Furthermore, various mathematical manipulations of the raw data (such as indexing, removal of autocorrelation, use of running means, segmentation, etc.) often yield wildly different results.  Thus, one dendrochronologist’s conclusion may differ from that of another, as was the case with the “Messiah” violin, which is widely believed to be the finest and most perfectly preserved specimen of Stradivari’s work.


However, in 1998, I demonstrated that the long-standing provenance of the “Messiah,” which ostensibly linked it to Stradivari’s shop, was fictional, and I proved that a critical inscription in the violin’s pegbox, thought to be in Stradivari’s hand, is a twentieth-century forgery.  Because of these discoveries, I sent year-ring data from the “Messiah” to Dr. Peter Klein, a noted dendrochronologist at the University of Hamburg, who determined that the last year-ring of that violin was 1738, which not only post-dated the putative date of the violin but also the year of Stradivari’s death. Klein’s findings were confirmed by another noted dendrochronologist, Dr. Peter Ian Kuniholm of Cornell University. I should add that both of these dendrochronologists were not told what violin they were dating.
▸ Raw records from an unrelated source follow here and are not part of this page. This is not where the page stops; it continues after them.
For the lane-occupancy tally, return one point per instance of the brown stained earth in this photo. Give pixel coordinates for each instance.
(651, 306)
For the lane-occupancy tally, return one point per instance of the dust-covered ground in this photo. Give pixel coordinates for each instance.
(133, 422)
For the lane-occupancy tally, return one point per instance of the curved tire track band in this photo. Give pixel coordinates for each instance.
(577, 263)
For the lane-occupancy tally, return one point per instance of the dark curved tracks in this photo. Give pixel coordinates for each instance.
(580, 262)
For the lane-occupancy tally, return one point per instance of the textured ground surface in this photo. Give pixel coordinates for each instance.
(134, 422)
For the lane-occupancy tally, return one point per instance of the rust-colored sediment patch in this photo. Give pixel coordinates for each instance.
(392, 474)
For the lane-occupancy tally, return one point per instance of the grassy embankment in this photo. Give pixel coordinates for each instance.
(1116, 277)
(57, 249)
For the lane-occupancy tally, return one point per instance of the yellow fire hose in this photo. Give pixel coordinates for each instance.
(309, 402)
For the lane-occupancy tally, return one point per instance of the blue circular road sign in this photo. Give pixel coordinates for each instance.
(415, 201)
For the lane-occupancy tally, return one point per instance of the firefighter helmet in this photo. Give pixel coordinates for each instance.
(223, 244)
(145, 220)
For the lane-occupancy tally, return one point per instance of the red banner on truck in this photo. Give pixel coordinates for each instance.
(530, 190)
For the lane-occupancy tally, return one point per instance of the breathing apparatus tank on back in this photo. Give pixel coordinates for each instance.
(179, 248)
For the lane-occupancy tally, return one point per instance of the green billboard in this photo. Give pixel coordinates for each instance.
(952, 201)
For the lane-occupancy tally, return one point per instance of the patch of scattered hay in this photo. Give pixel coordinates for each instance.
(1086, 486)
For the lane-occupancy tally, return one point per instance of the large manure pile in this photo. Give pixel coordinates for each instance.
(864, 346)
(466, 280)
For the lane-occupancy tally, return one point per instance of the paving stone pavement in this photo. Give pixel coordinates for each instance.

The fact that the “Messiah” was proven to be a fake was obviously unacceptable to the violin trade, and though my findings regarding provenance and the falsified inscription were swept under the carpet, the date discovered by Klein and confirmed by Kuniholm had to be refuted.  A British violin maker and amateur dendrochronologist named John Topham stepped forward and claimed to have discovered an earlier date, 1682, which was consistent with the putative date of the “Messiah,” 1716.  The non-standard technique that he employed made use of a so-called “floating chronology” derived from two other instruments attributed to Stradivari.  This floating chronology was ostensibly fixed in time by cross-dating it with a master chronology, but that floating chronology only extended to 1685, which prevented Topham from discovering a later date having a better statistical match.


The Violin Society of America decided to resolve the issue of the two conflicting dates by engaging Dr. Henri Grissino-Mayer, a dendrochronologist at the University of Tennessee.  In his preliminary workup using a public-domain master chronology from the alpine region, he admitted that he had confirmed Klein’s findings, but for some reason he decided to reject that date.  Though one would assume that he would work independently of Topham, the two teamed up at the Ashmolean Museum, and Grissino-Mayer adopted Topham’s “floating chronology,” thereby arriving at precisely the same date as Topham. They published together in the journal Dendrochronologia in 2009.  


In an article on the dendro-dating of the “Messiah” published in the Journal of the Galpin Society in 2002, Topham is quoted as having stated that the wood used to make the “Messiah” probably came from the Oetztal Alps in Austria.  This statement intrigued me, so I compared the year-ring measurements of the “Messiah” with a master chronology from that region, the Siebenlist-Oetztal chronology, and found that the date of 1682 achieves a match of 47% for the violin’s treble side and 52% for the bass side—neither of which remotely qualifies as a match, whereas there is a very compelling 65% match for the date 1774.


In conclusion, I would strongly suggest that “scientific studies” of musical instruments, and especially those involving the violin, be given great scrutiny, even when they have been conducted at great institutions of learning, underwritten by august societies, and published in respected journals and museum catalogues.
 

Ultra-violet fluorescence photomicrograph of a cross section of a chip of wood from a Stradivari cello dated 1736 showing two distinct layers of varnish applied directly to the wood. No particulate ground can be seen in this or other samples studied by Stewart Pollens.